How many digits are in $125^{100}$?

Question

What I can think of thus far is that $125^{100} = (\frac{1000}{8})^{100} = \frac{1000^{100}}{2^{300}}$

I know that $2^{10} = 1024$ so $\frac{1000^{100}}{1024^{30}}$.

That's all I can figure out this far.

I was thinking to divide the numerator and denominator of $\frac{1000^{100}}{1024^{30}}$ by $1000^{30}$ and I think that would give me $\frac{1000^{70}}{1.024^{30}}$ but I'm not even sure if this is correct.
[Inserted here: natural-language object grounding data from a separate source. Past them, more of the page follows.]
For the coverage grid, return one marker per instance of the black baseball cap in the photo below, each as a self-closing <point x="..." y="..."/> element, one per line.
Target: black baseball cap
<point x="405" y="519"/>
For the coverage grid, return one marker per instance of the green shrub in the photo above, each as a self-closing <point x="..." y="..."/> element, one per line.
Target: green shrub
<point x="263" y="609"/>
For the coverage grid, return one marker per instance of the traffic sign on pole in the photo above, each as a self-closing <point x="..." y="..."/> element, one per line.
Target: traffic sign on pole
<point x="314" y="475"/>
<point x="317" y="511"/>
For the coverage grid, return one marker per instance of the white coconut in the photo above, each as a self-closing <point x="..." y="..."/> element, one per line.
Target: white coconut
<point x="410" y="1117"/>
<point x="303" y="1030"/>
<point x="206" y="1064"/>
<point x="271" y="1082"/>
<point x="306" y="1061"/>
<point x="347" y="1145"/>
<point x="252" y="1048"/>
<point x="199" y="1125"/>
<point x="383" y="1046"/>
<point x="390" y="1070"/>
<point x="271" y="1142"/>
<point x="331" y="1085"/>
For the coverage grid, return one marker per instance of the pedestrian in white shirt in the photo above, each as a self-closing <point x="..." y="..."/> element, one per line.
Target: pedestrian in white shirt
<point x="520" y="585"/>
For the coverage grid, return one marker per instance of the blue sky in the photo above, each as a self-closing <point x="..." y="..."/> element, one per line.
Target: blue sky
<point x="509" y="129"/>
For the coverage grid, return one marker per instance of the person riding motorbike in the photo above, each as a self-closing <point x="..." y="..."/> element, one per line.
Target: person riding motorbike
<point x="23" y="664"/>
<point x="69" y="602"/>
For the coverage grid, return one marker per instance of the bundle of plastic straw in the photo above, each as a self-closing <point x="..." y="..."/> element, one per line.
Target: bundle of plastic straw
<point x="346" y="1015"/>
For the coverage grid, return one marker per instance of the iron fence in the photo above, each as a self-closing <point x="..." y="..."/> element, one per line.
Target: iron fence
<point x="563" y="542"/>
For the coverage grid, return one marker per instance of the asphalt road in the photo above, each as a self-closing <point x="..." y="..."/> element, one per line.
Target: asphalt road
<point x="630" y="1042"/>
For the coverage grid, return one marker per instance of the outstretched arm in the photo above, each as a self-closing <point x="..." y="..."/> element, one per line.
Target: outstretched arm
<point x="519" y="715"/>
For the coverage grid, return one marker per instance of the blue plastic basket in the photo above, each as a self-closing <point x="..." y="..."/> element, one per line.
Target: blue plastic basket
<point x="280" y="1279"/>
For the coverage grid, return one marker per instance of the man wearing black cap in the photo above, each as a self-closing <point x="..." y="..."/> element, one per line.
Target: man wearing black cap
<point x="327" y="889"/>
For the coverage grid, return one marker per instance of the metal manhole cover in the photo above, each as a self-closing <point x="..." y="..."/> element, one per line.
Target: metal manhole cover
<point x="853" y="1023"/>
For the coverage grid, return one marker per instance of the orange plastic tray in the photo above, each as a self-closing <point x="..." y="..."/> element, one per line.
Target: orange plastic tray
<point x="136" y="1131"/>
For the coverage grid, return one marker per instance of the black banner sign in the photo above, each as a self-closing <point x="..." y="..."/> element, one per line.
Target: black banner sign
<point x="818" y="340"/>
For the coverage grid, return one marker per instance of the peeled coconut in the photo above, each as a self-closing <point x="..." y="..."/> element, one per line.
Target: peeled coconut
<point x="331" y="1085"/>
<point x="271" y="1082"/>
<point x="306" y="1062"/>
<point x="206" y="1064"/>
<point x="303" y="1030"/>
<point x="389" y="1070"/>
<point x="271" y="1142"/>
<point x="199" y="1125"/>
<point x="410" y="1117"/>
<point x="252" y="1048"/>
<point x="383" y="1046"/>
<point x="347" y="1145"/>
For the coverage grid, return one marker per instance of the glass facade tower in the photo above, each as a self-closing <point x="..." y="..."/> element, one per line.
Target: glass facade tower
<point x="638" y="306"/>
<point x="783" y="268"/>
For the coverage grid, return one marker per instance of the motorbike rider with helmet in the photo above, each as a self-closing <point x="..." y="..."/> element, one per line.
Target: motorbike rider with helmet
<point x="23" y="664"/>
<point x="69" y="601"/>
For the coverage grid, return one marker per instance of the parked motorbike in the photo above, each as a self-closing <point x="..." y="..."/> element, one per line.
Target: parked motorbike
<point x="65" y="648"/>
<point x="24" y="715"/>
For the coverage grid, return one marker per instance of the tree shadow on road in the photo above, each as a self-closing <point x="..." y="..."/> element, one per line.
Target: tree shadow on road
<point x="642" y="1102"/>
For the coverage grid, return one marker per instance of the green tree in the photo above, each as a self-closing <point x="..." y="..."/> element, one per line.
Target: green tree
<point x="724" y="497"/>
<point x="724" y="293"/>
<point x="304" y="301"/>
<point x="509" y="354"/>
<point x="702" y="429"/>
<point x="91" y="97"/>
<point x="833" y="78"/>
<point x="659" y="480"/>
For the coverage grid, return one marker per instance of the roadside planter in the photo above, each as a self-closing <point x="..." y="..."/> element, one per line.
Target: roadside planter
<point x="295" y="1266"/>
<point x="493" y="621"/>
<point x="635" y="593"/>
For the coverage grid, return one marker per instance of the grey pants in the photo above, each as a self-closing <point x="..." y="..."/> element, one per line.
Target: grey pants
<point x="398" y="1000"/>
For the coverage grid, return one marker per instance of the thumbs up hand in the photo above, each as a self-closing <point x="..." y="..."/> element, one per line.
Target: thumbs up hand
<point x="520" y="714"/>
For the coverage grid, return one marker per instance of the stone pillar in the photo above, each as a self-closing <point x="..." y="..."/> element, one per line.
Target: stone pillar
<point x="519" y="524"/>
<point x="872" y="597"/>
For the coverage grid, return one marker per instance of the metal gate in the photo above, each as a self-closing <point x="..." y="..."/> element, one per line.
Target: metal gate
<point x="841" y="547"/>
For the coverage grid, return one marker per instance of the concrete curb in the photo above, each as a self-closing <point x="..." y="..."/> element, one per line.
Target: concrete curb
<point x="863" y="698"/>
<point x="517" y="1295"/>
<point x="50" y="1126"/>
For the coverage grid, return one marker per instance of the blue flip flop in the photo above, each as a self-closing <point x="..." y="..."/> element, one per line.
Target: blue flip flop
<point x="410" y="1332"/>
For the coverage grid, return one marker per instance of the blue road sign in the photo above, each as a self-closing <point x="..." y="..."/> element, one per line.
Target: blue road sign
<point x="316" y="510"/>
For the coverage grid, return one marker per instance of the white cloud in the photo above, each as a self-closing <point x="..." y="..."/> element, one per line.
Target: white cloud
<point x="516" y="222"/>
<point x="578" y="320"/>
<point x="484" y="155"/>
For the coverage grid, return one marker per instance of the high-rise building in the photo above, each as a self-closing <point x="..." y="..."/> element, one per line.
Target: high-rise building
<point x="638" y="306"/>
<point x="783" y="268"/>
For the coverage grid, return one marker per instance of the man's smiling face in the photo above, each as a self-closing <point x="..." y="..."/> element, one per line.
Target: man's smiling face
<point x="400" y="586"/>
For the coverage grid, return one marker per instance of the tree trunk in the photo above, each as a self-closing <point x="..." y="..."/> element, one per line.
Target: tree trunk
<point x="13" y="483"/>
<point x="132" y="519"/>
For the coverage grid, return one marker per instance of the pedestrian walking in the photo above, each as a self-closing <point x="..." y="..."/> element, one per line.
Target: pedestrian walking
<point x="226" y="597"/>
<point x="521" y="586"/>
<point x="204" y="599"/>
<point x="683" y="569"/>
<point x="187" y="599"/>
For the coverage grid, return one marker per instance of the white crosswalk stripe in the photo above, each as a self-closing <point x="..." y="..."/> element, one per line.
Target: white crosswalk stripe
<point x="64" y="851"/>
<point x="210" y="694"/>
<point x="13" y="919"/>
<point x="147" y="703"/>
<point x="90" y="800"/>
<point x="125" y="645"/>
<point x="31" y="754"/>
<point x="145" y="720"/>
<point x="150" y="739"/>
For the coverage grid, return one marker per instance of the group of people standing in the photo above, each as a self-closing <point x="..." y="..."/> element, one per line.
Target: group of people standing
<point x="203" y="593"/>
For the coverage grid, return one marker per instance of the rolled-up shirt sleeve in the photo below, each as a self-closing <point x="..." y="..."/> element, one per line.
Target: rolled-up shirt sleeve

Can someone please help me solve this?

Edit: How can I solve this without the use of logarithms?

Answer 1

$2^{10}\approx 10^3$, so approximately, $\frac {1000^{100}}{10^{90}} =\frac {100^{100}\cdot 10^{100}}{10^{90}}=100^{100}\cdot 10^{10}=10^{210}$... So about $211$.

Answer 2

Logarithm base 10 Scale will better answer your question.
Range                        Digits
1-log(10)                        1
log(10)-log(10^2)        2
log(10^2)-log(10^3)   3
log(10^3)-log(10^4)   4
log(10^n-1)-log(10^n)  n
I think you get the Idea.

Now for your number $$125^{100} = 5^{300}$$

$$\log_{10}{5^{300}} = 300 * \log_{10}{5} = 209.691$$

That means it is between 209 and 210. From the above table pattern, you can confirm there will be 210 digits.

Answer 3

Calculate

$\log_{10}125^{100}$

$= 100\cdot \log_{10} (1000/8)$

$= 100\cdot(3-3\log_{10}2)$

$= 100\cdot(3-0.9030)$

$= 100\cdot(2.0970)$

$= 209.70$

Therefore number of digits $= [209.70]+1 = 210.$

Answer 4

Any solution implicitly computes a logarithm ($\log_{10} 5$ is approximately the answer to this question divided by $300$), but one can correct Chris Custer's answer for the extra digit by recalling the tangentially logarithmic "rule of $72$": An interest rate of $2.4$ percent will double the principle after $72/2.4 = 30$ periods. So $(2^{10})^{30}$ will approximately equal $2 \times 10^{90}$, rather than just $10^{90}$. That cuts the number of digits from $211$ to $210$.

Answer 5

For any natural number n the number of digits is $ 1+[log(n)]$ where $ [log(n)]$ stands for the integer part of $log(n)$

For $n=125^{100}$, we get $$log(n)= 100 log(125)=209.6910013...$$

Thus the number of digits in $125^{100}$ is $210.$

Answer 6

For all $x$ we have $$125^{100} < 125^{x}128^{100-x}=5^{3x}2^{700-7x}$$

Making $700-7x=3x$ we get $x=70$ and hence $$125^{100} < 5^{210}2^{210}=10^{210}$$ [I could had compared these two numbers directly, but using the $x$ above shows how I figured out that 210 is the key].

Since the approximation above is very close, intuition tells us that $125^{100}$ should have 210 digits. But intuiton is not enough, we need to prove it. Since we showed $125^{100} <10^{210}$, to conclude that $125^{100}$ has 210 digits we need to show $$125^{100} \geq 10^{209}$

Lets prove it $$125^{100} \geq 10^{209} \Leftrightarrow \\ 5^{300} \geq 2^{209} 5^{209} \Leftrightarrow \\ 5^{91} \geq 2^{209} \Leftrightarrow \\ 5^{13} \geq 2^{29.86}$$

The last inequality holds since $5^{13}>2^{30}$, but I don't see any simple way of getting this without a calculator.

Answer 7

As you worked out, $125^{100}=\dfrac{10^{210}}{1.024^{30}}$, so it is enough to show $1<1.024^{30}<10$ to conclude there are $210$ digits. But the left inequality is obvious and as $1+x\leqslant e^x$, we get $1.024^{30}\leqslant e^{0.024\times 30}=e^{0.72}<e<10,\;$ so the right inequality holds true as well.